I’d like to thank John Freeman, who gave me my first opportunity to publish a short story.

 

Thanks to my agent, Eric Simonoff, and to everybody at WME—Claudia Ballard, Cathryn Summerhayes, Laura Bonner, and others.

 

Thanks to Tom Sleigh, who has helped guide my writing life since I first met him ten years ago at Dartmouth College.

 

Thanks to my parents and to my brothers—Byrne, Ben, Jon, and Dave.

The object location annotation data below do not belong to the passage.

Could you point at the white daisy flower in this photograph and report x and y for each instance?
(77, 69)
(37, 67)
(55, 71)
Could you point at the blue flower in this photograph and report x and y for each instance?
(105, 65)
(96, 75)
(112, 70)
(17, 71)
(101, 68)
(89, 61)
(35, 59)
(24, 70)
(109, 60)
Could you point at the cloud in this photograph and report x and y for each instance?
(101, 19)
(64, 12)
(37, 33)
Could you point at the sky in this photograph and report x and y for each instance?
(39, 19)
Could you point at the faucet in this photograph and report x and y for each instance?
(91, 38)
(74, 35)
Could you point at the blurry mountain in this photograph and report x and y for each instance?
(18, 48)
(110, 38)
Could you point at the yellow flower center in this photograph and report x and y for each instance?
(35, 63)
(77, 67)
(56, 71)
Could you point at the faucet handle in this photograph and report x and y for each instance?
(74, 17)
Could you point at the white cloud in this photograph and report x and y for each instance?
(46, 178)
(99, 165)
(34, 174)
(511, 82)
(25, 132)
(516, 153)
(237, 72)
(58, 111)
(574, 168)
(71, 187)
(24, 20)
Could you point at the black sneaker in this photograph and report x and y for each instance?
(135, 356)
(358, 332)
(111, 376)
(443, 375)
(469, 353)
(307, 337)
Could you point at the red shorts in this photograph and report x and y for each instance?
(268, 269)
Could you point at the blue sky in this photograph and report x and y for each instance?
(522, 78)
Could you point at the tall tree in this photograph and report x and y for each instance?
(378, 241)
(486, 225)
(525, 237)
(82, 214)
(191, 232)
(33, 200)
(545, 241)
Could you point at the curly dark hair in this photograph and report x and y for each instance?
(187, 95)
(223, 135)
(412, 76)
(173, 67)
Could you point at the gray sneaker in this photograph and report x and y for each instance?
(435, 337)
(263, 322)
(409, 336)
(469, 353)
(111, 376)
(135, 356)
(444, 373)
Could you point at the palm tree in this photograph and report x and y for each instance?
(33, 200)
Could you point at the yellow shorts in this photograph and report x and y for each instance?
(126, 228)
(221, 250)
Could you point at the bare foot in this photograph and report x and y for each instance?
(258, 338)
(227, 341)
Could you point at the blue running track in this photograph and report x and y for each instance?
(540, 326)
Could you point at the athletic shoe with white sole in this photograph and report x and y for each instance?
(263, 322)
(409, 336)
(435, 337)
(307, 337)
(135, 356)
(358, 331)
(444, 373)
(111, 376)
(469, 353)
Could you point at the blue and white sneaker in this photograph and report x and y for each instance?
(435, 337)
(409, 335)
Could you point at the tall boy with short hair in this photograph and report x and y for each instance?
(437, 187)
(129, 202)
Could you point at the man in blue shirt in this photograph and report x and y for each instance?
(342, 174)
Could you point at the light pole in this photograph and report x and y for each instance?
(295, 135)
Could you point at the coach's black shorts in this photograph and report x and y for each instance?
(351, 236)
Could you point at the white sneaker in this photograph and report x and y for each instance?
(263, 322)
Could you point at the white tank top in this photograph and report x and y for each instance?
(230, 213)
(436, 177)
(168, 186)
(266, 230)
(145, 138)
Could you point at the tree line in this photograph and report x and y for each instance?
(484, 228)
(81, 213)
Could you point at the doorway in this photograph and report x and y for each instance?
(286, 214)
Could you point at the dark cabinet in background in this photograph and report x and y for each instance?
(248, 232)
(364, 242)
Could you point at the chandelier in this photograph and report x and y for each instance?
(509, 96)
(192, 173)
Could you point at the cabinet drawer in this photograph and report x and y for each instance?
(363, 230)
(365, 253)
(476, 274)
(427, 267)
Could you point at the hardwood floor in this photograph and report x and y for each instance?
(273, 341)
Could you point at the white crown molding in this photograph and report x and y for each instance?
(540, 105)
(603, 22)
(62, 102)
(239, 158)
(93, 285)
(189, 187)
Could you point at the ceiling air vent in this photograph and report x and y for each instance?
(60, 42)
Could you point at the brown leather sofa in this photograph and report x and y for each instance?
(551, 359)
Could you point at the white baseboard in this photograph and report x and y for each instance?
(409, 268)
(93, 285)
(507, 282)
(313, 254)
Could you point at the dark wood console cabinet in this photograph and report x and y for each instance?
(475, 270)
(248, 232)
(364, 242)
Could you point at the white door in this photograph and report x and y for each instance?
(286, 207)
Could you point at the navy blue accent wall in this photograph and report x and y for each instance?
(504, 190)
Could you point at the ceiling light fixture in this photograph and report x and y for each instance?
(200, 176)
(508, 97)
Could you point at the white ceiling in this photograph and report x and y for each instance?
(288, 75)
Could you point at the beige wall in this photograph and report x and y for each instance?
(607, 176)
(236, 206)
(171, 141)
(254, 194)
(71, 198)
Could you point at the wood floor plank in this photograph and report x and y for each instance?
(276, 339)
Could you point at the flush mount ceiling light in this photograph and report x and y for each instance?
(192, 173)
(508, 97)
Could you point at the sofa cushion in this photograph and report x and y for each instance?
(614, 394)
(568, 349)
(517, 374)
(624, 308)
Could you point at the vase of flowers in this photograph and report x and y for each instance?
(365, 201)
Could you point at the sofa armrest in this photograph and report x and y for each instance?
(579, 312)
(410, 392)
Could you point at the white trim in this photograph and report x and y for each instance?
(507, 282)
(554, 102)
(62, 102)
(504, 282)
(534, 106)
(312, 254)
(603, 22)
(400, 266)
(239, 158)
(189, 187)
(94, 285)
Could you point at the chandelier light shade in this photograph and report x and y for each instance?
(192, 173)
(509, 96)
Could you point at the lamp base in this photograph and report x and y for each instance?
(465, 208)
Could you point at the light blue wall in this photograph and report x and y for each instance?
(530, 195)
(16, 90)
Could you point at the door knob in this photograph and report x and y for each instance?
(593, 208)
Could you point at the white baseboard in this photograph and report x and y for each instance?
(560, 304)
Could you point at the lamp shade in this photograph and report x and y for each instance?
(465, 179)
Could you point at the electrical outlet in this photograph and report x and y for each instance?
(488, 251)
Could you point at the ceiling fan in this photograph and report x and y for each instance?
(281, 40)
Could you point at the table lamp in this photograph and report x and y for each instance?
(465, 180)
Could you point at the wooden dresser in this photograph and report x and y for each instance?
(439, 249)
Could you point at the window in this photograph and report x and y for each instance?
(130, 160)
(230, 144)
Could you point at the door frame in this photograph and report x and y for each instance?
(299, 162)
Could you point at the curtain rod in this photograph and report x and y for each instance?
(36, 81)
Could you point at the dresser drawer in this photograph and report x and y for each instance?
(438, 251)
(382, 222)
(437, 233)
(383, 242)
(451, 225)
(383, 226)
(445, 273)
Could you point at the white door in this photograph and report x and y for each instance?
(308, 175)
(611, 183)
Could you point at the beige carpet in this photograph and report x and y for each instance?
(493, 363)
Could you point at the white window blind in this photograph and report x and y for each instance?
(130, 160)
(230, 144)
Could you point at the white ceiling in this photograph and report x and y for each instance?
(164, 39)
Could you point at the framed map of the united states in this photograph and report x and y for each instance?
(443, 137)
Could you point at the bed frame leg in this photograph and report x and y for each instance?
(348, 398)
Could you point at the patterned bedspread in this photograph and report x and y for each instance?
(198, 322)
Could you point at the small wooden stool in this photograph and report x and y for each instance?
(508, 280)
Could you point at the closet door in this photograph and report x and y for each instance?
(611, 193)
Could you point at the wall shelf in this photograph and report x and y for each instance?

And of course, thanks to the aunties—Aunt Mimi, Aunt Pixie, and the late and dearly missed Aunt Boo.

 

The writing of this book required a lot of research, and below are some of the books I consulted:

 

David Abrams’s Fobbit, Giorgio Agamben’s The Open, Omnia Amin and Rick London’s translations of Ahmed Abdel Muti Hijazi’s poetry, Peter Van Buren’s We Meant Well, Donovan Campbell’s Joker One, C. J. Chivers’s The Gun, Seth Connor’s Boredom by Day, Death by Night, Daniel Danelo’s Blood Stripes, Kimberly Dozier’s Breathing the Fire, Nathan Englander’s What We Talk About When We Talk About Anne Frank, Siobhan Fallon’s You Know When the Men Are Gone, Nathaniel Fick’s One Bullet Away, Dexter Filkins’s The Forever War, David Finkel’s The Good Soldiers, Jim Frederick’s Black Hearts, Matt Gallagher’s Kaboom, Jessica Goodell’s Shade It Black, J. Glenn Gray’s The Warriors, Dave Grossman’s On Killing and On Combat, Judith Herman’s Trauma and Recovery, Kirsten Holmstedt’s Band of Sisters, Karl Marlantes’s Matterhorn, Colum McCann’s Dancer, Patrick McGrath’s Trauma, Jonathan Shay’s Odysseus in America and Achilles in Vietnam, Roy Scranton’s essays and fiction, the Special Inspector for Iraq Reconstruction Report Hard Lessons, Bing West’s The Strongest Tribe and No True Glory, Kayla Williams’s Love My Rifle More Than You.